The countdown begins. My children start school in a few (long) days. Honestly, I can hardly contain my excitement! Okay, I’m not trying to be harsh, but summers become tedious and mind numbing by the second week of July. This is especially true when you are the proud parent of two on the spectrum and one with ADHD (all girls, way too many hormones).
Don’t get me wrong, I love my children more than anything in this world. All three are intelligent, humorous, and loving in their own way. The main issue becomes routine and summer lacks the routines that my children on the spectrum crave.
I will pat myself on the back and say that I do manage to keep my girls on a loosely constructed routine during the summer months. Now that they are getting older, I am also working with them on dealing with boredom. My oldest daughter turned 14 this summer. I have been diligently working with her to find ways to keep herself occupied when there is no routine.
Needless to say, I think I am ready to have a routine again. I have enjoyed the long summer days, sleeping in, and carefree moments. It has been wonderful to watch my children play with water balloons, overcome fears of roller coasters, and eat drippy ice cream cones. Now that school is rapidly approaching, I am switching gears. I think we are all ready for the tedious routines that fall and back-to-school bring into our daily lives.
School provides daily schedules and structured routines that are almost impossible to create outside the bubble of the school building. Unfortunately, the start of a new school year often brings unwanted anxiety and fear. New teachers, new buildings, new schedules, bring on nightmares and nail biting. These unwanted fears pale in comparison to social anxieties.
“Who will sit by me?” That’s not a simple question.
To help my girls get ready for the new school year, I start preparing before the old school year is even finished. Since my oldest daughter was in second grade, I have requested that the school principal inform me of daughter’s teacher for the next school year. This can be easily added as an accommodation to an IEP or 504 Plan. If your child does not have an IEP or 504 Plan, arrange a meeting with the principal to discuss meeting your child’s teacher for the following year. Knowing your child’s teacher several months in advance, goes a long way towards easing anxiety and the myriad questions about the coming school year.
I ask to visit the new classroom when it is empty and full of children. This provides my children with a sense of direction and space in the classroom. I also like to write a short summary for the new teachers about my girls. I’ve found online tools and templates that allow me to fill in answers to questions about them such as what they like to eat. Think of it as a “getting to know me” letter. (Click here for a link to some templates from Scholastic)

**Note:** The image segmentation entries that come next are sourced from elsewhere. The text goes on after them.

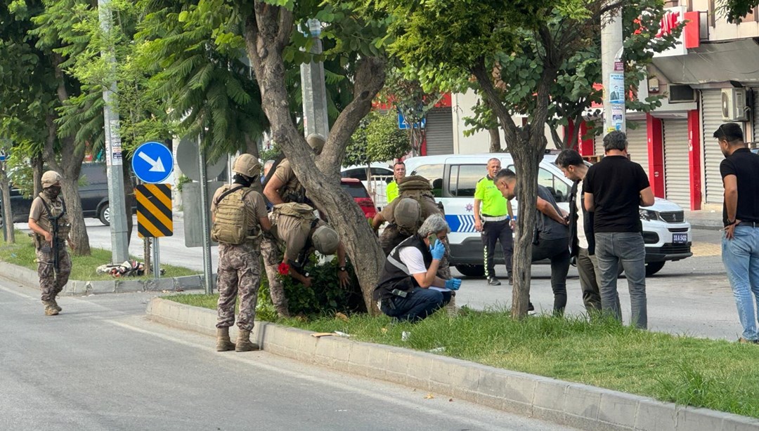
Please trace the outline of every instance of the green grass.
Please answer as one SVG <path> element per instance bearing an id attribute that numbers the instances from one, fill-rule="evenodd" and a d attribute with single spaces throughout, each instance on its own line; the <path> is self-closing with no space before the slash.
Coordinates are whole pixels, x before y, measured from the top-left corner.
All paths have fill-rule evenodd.
<path id="1" fill-rule="evenodd" d="M 91 251 L 92 255 L 90 256 L 71 255 L 71 275 L 69 278 L 71 280 L 84 281 L 114 280 L 114 277 L 109 274 L 99 274 L 95 272 L 95 270 L 99 266 L 111 262 L 111 251 L 103 250 L 102 248 L 92 248 Z M 130 258 L 140 260 L 134 257 L 130 257 Z M 17 230 L 15 244 L 2 244 L 0 245 L 0 261 L 36 270 L 36 256 L 35 255 L 34 244 L 32 242 L 32 239 L 26 233 Z M 161 267 L 165 271 L 161 276 L 162 277 L 191 276 L 198 273 L 197 271 L 181 267 L 162 264 Z M 124 280 L 140 280 L 152 277 L 153 276 L 150 275 L 142 277 L 128 277 Z"/>
<path id="2" fill-rule="evenodd" d="M 168 299 L 216 308 L 215 295 Z M 653 397 L 679 404 L 759 417 L 759 346 L 641 331 L 584 317 L 531 317 L 508 310 L 458 316 L 438 312 L 417 323 L 391 324 L 386 316 L 326 316 L 278 323 L 314 332 L 342 331 L 352 339 L 430 351 L 499 368 L 523 371 Z M 407 342 L 403 331 L 411 332 Z"/>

I also try to stick to back-to-school routines at home. Every summer my daughters and I take a trip to the local big box store to stock up on school supplies. This is an important ritual for them. I let them choose their own supplies (within reason). This gives them a sense of independence. I’ve also had success creating social stories about ‘new friends’ that will be made in the new school year. I start school bedtime routines several weeks before school starts. It’s typical for children with autism to have difficulty sleeping, and my girls are no exception. I also make sure they feel comfortable with bus routines–understanding the bus route, the bus number, and the bus driver.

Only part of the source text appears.